[A more fun roundup of things is here.]

So, a couple of pretty frustrating things happened this year at Readercon.

Programming guidelines decreed I had to be on a panel in order to do a reading; despite not being comfortable on panels as a rule, I signed up for the Frankenstein panel. I was the only woman (which didn’t seem to be a rare thing, this year), and despite making some comments which would indicate I am an adult with a functioning critical-thinking module, the moderator, Theodore Krulik, made me the object of several patronizing comments and the sort of leading questions you pose to a three-year-old.

This happened repeatedly. I was the only woman on the panel; I was the only person made the target of these questions. (Apparently at one point, he called me “Missy.” I don’t remember this, though I admit that several times I was trying my hardest to ignore him and actually engage the topic being discussed. If I had heard it, I would have addressed it.) Several people later sought me out to express their frustration with how I had been treated – which gives some indication about the level of nonsense we’re dealing with here – and that was reaffirming, but sadly does not negate the sexist behavior. (It’s also worth noting that mine was far from the only panel that had a case of token-woman-itis, so my experience is probably not unique.)

And speaking of unacceptable behavior!

At the con, someone introduced himself to me and started a conversation, accompanied by elbow-and-shoulder touches that I moved away from. At one point he said I had to stop saying things that “made [him] want to say “wrong” things”; I shut him down politely, turned my back on him, and talked to someone else until he eventually left.

That night at a room party, I paused in the hall bottleneck and said to a passing friend, “Oh man, it’s crowded.” From behind me, the man wrapped an arm around my shoulders and said, “Well, you and I will have a good time!” at which point I spun and said loudly and clearly “You do NOT touch me,” and moved inside. He stayed in the bottleneck for more than thirty minutes trying to catch my eye before he left; I recruited someone to walk me to the elevator.

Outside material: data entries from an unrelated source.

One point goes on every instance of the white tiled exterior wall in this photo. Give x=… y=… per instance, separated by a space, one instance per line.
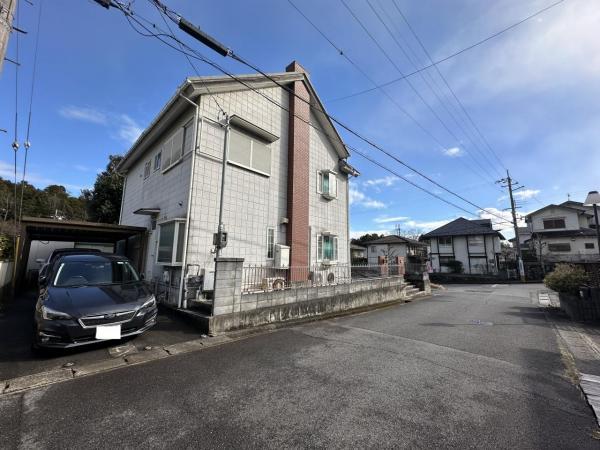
x=252 y=202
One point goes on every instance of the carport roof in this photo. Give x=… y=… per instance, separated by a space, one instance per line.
x=39 y=228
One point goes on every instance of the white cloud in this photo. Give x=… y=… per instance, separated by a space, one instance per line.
x=526 y=193
x=563 y=49
x=7 y=171
x=84 y=114
x=123 y=127
x=129 y=130
x=385 y=181
x=358 y=198
x=453 y=152
x=390 y=219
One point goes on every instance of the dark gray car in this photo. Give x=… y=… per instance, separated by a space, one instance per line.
x=88 y=298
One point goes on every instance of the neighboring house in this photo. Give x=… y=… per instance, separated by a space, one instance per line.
x=392 y=246
x=357 y=252
x=286 y=182
x=472 y=242
x=563 y=233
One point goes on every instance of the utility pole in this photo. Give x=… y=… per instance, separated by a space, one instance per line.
x=508 y=182
x=7 y=11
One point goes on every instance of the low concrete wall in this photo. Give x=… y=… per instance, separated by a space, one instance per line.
x=295 y=304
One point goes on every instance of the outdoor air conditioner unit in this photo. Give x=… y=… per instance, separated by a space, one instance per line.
x=208 y=279
x=281 y=256
x=272 y=284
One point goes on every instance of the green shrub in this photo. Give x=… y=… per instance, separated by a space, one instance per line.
x=566 y=279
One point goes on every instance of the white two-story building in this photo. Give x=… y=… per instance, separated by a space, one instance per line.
x=285 y=193
x=562 y=233
x=472 y=244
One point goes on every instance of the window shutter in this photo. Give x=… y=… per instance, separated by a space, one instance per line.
x=177 y=145
x=332 y=184
x=335 y=248
x=167 y=147
x=320 y=247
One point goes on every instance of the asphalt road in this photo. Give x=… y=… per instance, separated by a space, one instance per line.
x=472 y=367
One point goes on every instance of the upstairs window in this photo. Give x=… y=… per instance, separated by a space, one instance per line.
x=327 y=183
x=270 y=242
x=170 y=242
x=559 y=247
x=180 y=143
x=552 y=224
x=249 y=152
x=146 y=169
x=445 y=240
x=327 y=247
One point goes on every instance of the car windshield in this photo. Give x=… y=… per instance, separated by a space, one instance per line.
x=93 y=273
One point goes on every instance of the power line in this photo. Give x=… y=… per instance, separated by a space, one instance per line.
x=238 y=58
x=401 y=47
x=476 y=44
x=382 y=90
x=410 y=84
x=27 y=143
x=458 y=101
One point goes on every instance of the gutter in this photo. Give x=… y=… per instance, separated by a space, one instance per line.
x=197 y=124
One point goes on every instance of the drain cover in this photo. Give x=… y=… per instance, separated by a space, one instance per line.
x=481 y=322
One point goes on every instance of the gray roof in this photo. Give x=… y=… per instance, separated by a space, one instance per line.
x=394 y=239
x=464 y=227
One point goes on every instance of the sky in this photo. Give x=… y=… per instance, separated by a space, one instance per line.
x=532 y=92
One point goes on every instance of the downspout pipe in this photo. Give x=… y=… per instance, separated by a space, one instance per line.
x=197 y=125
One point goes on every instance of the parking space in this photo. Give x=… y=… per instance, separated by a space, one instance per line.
x=16 y=336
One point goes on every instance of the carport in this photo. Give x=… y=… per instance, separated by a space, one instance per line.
x=127 y=240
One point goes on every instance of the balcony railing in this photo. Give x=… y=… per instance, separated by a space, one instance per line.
x=262 y=278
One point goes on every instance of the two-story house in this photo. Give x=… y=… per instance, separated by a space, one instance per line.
x=562 y=233
x=283 y=199
x=389 y=247
x=472 y=246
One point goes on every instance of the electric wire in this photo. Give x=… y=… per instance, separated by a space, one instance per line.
x=444 y=79
x=453 y=55
x=409 y=82
x=382 y=90
x=434 y=91
x=202 y=58
x=27 y=143
x=162 y=9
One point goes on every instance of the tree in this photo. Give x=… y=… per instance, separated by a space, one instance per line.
x=366 y=238
x=103 y=202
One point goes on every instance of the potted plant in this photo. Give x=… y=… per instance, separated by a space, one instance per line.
x=567 y=280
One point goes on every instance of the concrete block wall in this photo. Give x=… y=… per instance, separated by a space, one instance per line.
x=257 y=309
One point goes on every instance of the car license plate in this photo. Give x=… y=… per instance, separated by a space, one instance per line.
x=108 y=331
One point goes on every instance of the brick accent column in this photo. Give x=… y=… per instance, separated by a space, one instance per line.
x=298 y=172
x=228 y=285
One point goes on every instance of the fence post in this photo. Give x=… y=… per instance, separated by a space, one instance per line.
x=228 y=285
x=426 y=283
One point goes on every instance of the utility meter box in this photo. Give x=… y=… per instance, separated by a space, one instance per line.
x=282 y=256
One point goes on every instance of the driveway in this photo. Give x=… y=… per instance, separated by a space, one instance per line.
x=16 y=333
x=471 y=367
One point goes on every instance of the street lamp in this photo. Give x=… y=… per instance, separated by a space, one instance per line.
x=593 y=199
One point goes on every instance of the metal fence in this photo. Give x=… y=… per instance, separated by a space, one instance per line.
x=262 y=278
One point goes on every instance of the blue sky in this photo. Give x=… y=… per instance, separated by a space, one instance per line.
x=532 y=91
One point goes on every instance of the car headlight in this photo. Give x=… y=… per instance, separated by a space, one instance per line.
x=149 y=303
x=51 y=314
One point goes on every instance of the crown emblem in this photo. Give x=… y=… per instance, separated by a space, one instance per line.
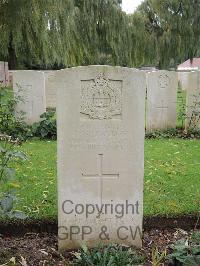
x=101 y=100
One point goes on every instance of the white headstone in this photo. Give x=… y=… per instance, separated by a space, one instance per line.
x=161 y=100
x=193 y=101
x=183 y=79
x=100 y=119
x=50 y=89
x=30 y=86
x=4 y=75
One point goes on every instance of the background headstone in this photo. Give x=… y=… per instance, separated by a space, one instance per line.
x=50 y=89
x=161 y=100
x=183 y=79
x=4 y=74
x=193 y=101
x=100 y=120
x=30 y=85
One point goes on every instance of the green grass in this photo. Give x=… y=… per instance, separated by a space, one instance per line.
x=172 y=182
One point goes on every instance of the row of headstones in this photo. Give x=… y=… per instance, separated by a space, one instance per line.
x=4 y=74
x=39 y=92
x=101 y=129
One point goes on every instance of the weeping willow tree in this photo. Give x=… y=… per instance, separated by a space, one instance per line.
x=175 y=26
x=32 y=32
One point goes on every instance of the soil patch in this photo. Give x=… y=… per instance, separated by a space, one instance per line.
x=35 y=249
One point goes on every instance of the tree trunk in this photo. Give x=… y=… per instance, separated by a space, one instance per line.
x=12 y=59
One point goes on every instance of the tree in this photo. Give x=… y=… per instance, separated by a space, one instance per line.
x=175 y=27
x=31 y=32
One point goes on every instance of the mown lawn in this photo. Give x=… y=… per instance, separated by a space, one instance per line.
x=172 y=180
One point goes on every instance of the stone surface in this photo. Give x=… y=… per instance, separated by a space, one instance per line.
x=100 y=118
x=193 y=101
x=30 y=86
x=161 y=100
x=4 y=75
x=50 y=88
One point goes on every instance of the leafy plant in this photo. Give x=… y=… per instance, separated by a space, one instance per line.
x=186 y=252
x=173 y=132
x=8 y=156
x=194 y=119
x=11 y=123
x=158 y=258
x=111 y=255
x=46 y=128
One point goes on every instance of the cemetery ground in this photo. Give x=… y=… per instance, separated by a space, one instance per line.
x=171 y=189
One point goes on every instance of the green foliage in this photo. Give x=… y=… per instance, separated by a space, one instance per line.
x=174 y=26
x=173 y=133
x=8 y=156
x=194 y=118
x=46 y=128
x=158 y=258
x=186 y=252
x=10 y=123
x=54 y=34
x=111 y=255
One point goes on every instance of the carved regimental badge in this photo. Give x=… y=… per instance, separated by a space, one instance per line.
x=100 y=99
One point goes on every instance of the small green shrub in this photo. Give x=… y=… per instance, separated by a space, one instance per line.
x=111 y=255
x=46 y=128
x=10 y=123
x=173 y=132
x=8 y=156
x=186 y=252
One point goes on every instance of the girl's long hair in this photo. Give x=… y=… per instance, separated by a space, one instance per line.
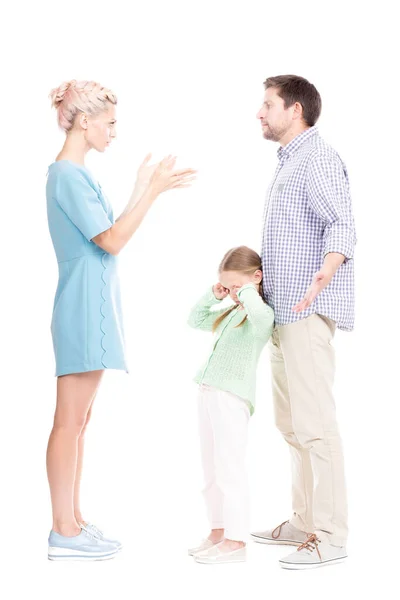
x=246 y=261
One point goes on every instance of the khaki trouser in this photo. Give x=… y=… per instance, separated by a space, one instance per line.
x=303 y=368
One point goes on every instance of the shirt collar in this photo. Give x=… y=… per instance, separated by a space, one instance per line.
x=294 y=145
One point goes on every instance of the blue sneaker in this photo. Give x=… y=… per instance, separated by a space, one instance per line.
x=84 y=546
x=90 y=528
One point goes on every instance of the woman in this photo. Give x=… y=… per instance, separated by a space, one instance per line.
x=87 y=324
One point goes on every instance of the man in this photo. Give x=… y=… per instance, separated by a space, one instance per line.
x=307 y=253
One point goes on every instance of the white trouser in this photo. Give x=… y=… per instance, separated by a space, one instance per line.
x=223 y=424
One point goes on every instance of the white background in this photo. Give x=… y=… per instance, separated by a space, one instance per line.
x=189 y=79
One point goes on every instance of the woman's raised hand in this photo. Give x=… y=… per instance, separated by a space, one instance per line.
x=166 y=178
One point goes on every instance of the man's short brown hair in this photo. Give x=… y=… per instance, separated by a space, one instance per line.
x=291 y=89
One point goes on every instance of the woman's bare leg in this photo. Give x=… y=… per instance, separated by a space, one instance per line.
x=77 y=487
x=74 y=397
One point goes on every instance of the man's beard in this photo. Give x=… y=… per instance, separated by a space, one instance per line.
x=274 y=135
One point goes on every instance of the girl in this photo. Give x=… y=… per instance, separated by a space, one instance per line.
x=87 y=322
x=226 y=399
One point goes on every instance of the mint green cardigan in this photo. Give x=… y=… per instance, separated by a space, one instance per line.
x=232 y=364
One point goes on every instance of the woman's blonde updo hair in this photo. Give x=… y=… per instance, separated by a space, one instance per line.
x=79 y=96
x=242 y=259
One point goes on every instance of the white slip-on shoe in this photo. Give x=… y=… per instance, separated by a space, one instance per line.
x=84 y=547
x=100 y=535
x=204 y=545
x=312 y=554
x=285 y=534
x=214 y=556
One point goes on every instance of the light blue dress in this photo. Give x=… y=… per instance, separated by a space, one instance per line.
x=87 y=326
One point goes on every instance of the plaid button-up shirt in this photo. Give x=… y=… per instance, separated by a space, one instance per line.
x=308 y=214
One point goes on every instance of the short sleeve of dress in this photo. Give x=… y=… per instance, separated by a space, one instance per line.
x=81 y=204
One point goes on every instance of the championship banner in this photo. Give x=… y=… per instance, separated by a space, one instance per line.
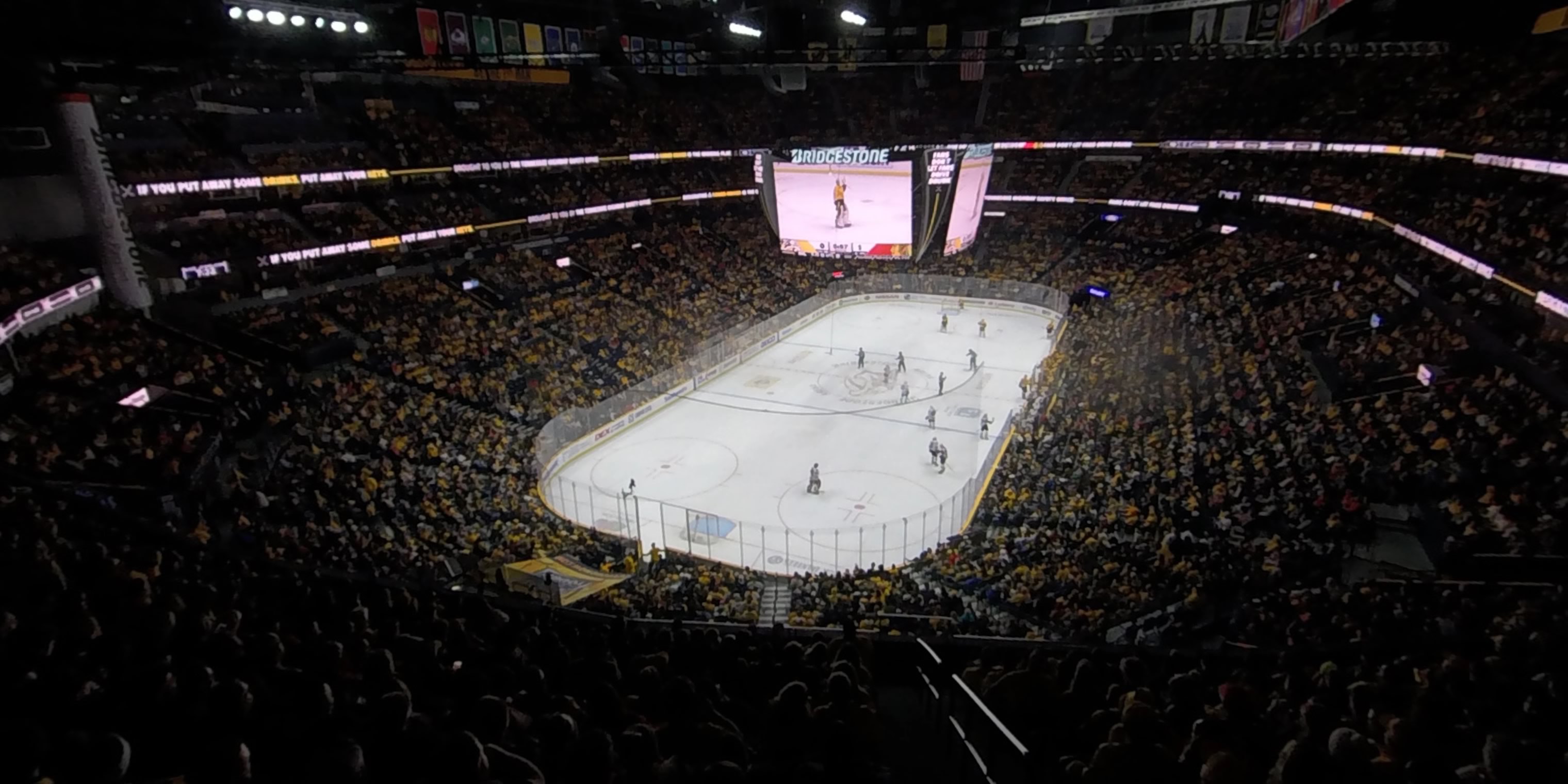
x=552 y=43
x=973 y=67
x=1296 y=21
x=429 y=30
x=457 y=34
x=1235 y=24
x=1098 y=29
x=937 y=40
x=532 y=38
x=103 y=204
x=1266 y=26
x=1205 y=24
x=485 y=35
x=510 y=38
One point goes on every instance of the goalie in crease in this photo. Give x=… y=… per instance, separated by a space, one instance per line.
x=841 y=214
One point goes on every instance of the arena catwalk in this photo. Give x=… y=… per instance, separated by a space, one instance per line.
x=725 y=472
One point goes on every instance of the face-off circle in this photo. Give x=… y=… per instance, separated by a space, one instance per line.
x=851 y=501
x=667 y=469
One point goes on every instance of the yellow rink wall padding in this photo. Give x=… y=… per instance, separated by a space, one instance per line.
x=575 y=579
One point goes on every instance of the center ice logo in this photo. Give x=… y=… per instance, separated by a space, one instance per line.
x=866 y=386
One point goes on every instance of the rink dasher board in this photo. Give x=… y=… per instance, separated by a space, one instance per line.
x=585 y=444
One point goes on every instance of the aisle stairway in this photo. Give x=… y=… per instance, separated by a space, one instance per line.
x=775 y=601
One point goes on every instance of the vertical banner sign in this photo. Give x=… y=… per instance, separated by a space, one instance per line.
x=103 y=206
x=937 y=40
x=485 y=35
x=552 y=41
x=849 y=52
x=1266 y=26
x=1235 y=24
x=1205 y=21
x=1294 y=23
x=973 y=68
x=510 y=38
x=429 y=30
x=534 y=41
x=457 y=34
x=1098 y=29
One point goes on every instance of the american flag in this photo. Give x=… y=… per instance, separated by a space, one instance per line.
x=973 y=67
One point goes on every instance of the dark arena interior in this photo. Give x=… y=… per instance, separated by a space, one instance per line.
x=785 y=391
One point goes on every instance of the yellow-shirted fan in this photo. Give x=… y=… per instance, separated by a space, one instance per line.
x=841 y=210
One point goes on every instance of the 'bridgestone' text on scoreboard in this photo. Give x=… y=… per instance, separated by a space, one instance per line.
x=846 y=156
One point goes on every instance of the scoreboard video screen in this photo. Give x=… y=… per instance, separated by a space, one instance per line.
x=844 y=201
x=974 y=179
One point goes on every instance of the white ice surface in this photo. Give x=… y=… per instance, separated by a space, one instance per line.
x=723 y=472
x=882 y=206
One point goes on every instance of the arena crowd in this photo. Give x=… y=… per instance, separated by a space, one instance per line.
x=1203 y=454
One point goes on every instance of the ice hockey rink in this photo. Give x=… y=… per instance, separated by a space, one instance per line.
x=723 y=472
x=878 y=200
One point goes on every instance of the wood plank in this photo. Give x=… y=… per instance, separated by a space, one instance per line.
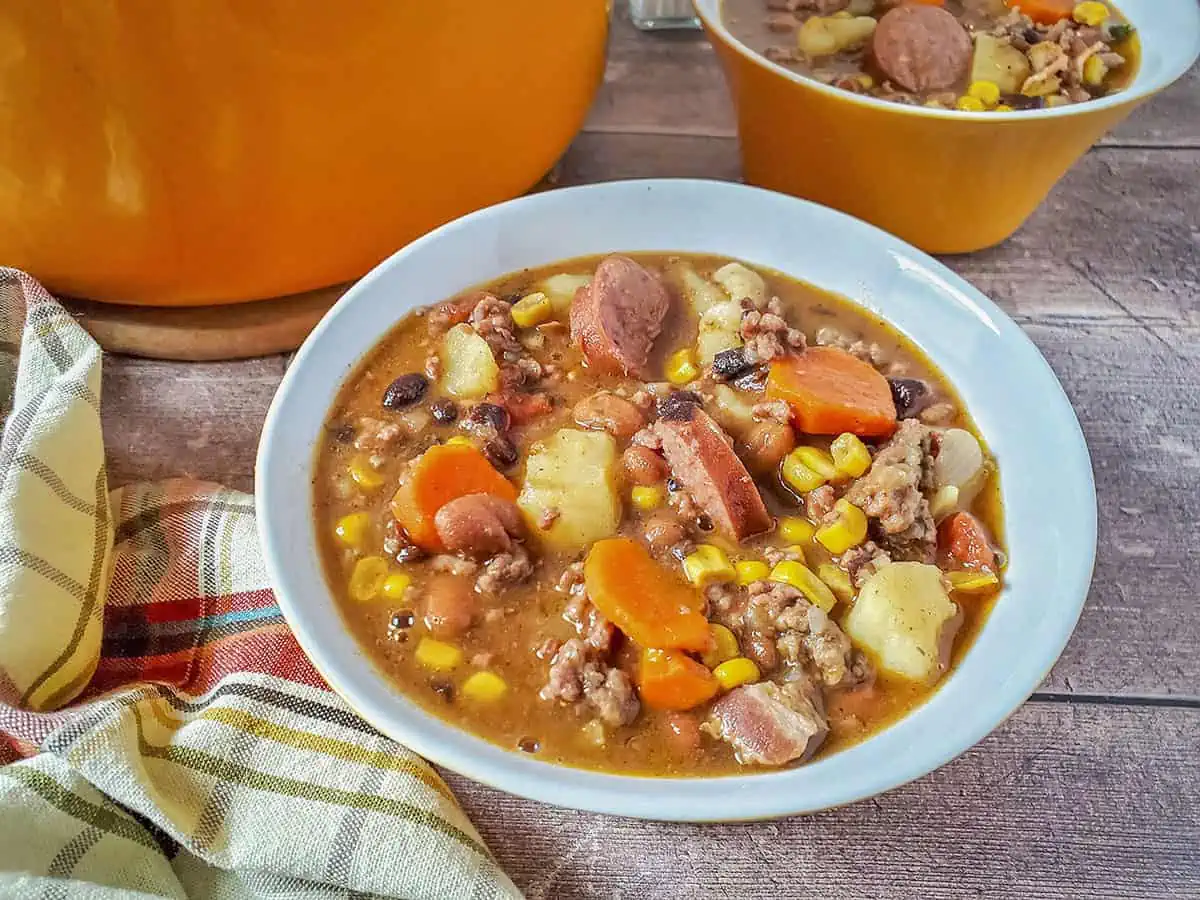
x=1104 y=277
x=185 y=419
x=1063 y=801
x=671 y=83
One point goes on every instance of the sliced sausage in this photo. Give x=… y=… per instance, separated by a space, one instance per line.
x=922 y=48
x=617 y=317
x=478 y=526
x=768 y=724
x=701 y=457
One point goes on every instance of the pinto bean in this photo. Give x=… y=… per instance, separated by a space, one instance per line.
x=478 y=526
x=450 y=605
x=607 y=412
x=643 y=466
x=768 y=443
x=663 y=532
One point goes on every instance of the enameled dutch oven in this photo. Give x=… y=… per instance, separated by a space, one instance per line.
x=177 y=153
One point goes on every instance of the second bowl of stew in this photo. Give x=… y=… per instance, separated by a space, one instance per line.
x=603 y=511
x=943 y=123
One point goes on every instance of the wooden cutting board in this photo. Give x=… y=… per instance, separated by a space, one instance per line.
x=207 y=333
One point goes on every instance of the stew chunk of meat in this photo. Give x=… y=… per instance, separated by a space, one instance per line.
x=617 y=317
x=922 y=48
x=768 y=724
x=702 y=459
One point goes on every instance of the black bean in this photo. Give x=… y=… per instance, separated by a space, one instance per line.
x=678 y=406
x=491 y=415
x=406 y=390
x=501 y=453
x=343 y=432
x=911 y=395
x=444 y=412
x=730 y=364
x=754 y=379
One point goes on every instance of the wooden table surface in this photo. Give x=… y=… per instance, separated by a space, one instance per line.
x=1093 y=787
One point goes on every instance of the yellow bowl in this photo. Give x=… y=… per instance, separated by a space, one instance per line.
x=945 y=180
x=198 y=151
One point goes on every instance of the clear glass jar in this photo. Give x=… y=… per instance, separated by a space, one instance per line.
x=654 y=15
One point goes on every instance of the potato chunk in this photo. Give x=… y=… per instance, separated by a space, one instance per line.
x=468 y=367
x=906 y=621
x=571 y=481
x=742 y=283
x=997 y=61
x=720 y=329
x=562 y=288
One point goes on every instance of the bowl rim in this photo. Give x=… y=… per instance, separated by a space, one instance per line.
x=324 y=361
x=1186 y=52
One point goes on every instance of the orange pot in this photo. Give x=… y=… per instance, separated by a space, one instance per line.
x=178 y=151
x=945 y=180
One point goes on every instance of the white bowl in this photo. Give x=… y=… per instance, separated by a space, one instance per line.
x=1045 y=475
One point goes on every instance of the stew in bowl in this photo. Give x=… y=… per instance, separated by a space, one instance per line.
x=595 y=521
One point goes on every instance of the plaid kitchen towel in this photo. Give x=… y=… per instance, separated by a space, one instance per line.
x=161 y=733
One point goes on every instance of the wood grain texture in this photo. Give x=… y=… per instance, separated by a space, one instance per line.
x=670 y=83
x=1061 y=802
x=1104 y=279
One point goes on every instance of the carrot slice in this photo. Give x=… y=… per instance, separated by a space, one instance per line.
x=441 y=474
x=670 y=679
x=1045 y=12
x=829 y=391
x=964 y=541
x=642 y=599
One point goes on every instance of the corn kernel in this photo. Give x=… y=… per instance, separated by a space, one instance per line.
x=725 y=647
x=438 y=655
x=847 y=531
x=352 y=529
x=365 y=475
x=395 y=586
x=987 y=93
x=943 y=502
x=751 y=570
x=366 y=579
x=708 y=565
x=838 y=581
x=682 y=367
x=532 y=310
x=795 y=529
x=1090 y=13
x=799 y=474
x=850 y=455
x=648 y=497
x=1095 y=71
x=1043 y=89
x=736 y=672
x=594 y=733
x=972 y=582
x=819 y=461
x=801 y=577
x=484 y=687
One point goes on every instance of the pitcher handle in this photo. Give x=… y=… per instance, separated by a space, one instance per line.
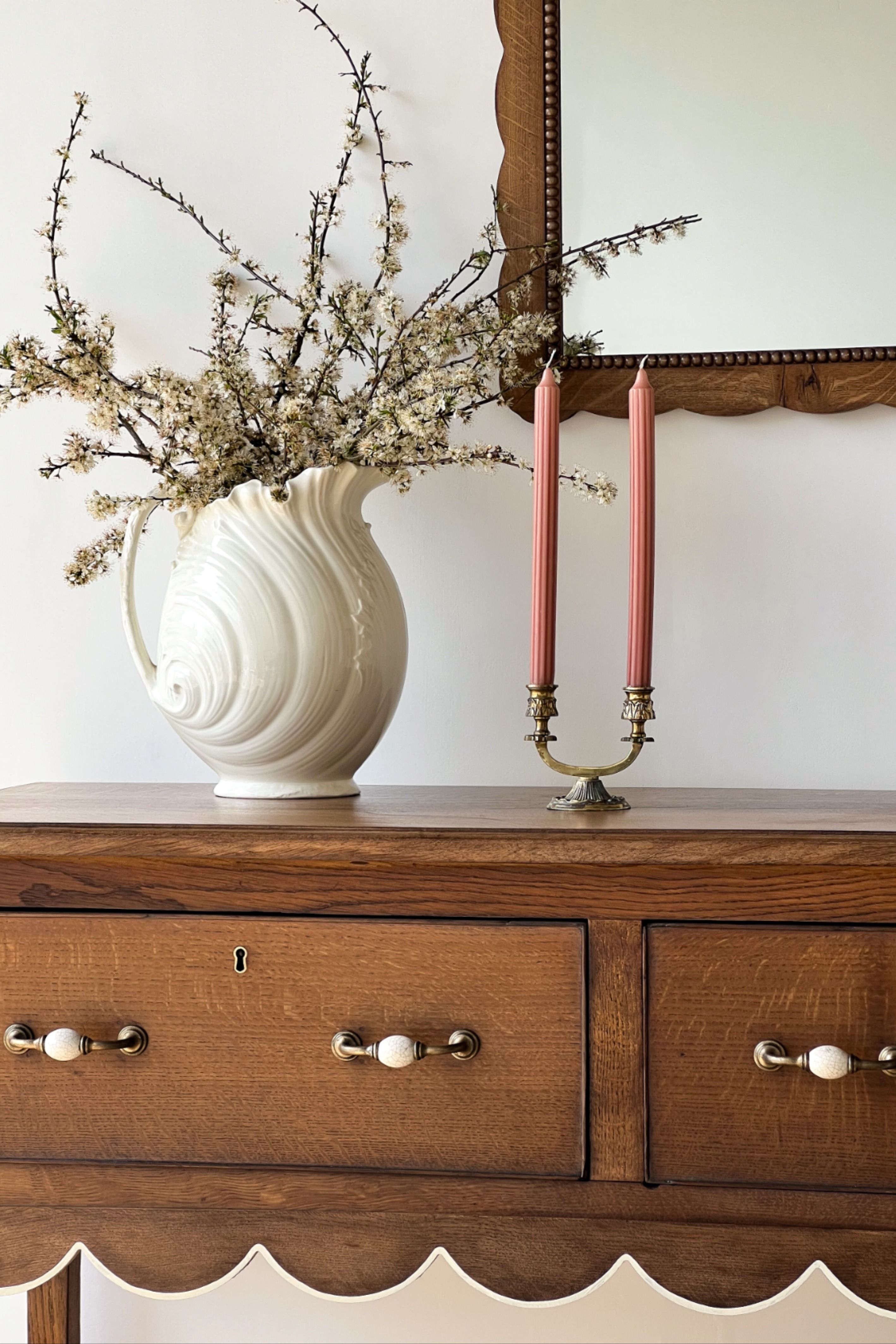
x=134 y=634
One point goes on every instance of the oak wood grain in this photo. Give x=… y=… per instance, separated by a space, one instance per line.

Sunday morning, I fell in with some friends and was chatting near the entrance to the book room, when I saw him, again hovering nearby. My friends, up to speed on the issue, eventually tried to walk me to the table, at which point he cut in with us and started apologizing. I said, “Don’t want to talk about this, don’t worry about it, goodbye,” and kept walking.

Later, he stopped by the Clarkesworld table again and hovered for so long that a friend stepped in while I went elsewhere.

While I am in contact with the Readercon concom about these incidents and thus do not wish to name him here, I want to talk about this.

Because seriously, let’s review. My boundaries were violated physically, verbally, and in terms of my right to feel personally secure. In addition, within minutes of meeting him, I was told to stop saying things, because it made him somehow unable to control his thoughts, which is bog-standard thought policing. And I was subjected to not one, not two, but THREE instances of the man in question hovering near me because he wanted to apologize, and he wasn’t going to stop until he had had his say. (If this sounds like stalking, I want you to think about that.)

All the aspects of this harassment (and make no mistake, that’s what it is) are indicative of something greater, not just in the fan community, but among men in general. Let me break it down for everyone:

A brief conversation is not an opportunity to try your luck.

When someone moves away from an overture you are making? You are done.

When someone indicates something you have said makes them uncomfortable and then turns their back on you? You are done.

When someone turns to you and tells you in no uncertain terms that you are not to touch them again and moves off at speed? You are so incredibly done.

And when you have offended a woman with boundary-crossing behavior, you do not get to choose how you apologize.

If a woman has indicated you are unwelcome (see above, but also including but not limited to: lack of eye contact, moving away from you, looking for other people around you, trying to wrap up the conversation), and especially if a woman has told you in any way, to any degree, that you are unwelcome, your apology is YOU, VANISHING.

You have forfeited the right to unburden yourself by apologizing to her until she forgives you, assuring her that you have learned things until she praises you. When you have made a woman uncomfortable, you show her you are sorry by leaving her alone. Hanging around the only exit to a space for an extended period of time, and hovering near someone at length, may feel to you like waiting for an opportunity to apologize, but from the outside it is, in fact, indistinguishable behavior from stalking, with the same roots — your motives and feelings trumping the woman’s right to exist in a world without you in it.

Dudes across the world need to understand this; until then, they’re just adding creeptown to injury.

Overall, Readercon was a wonderful time — I got to catch up with friends, and meet new people who were great, which is what all the best cons are about. But I also wanted to talk about this, because I think that’s important, too.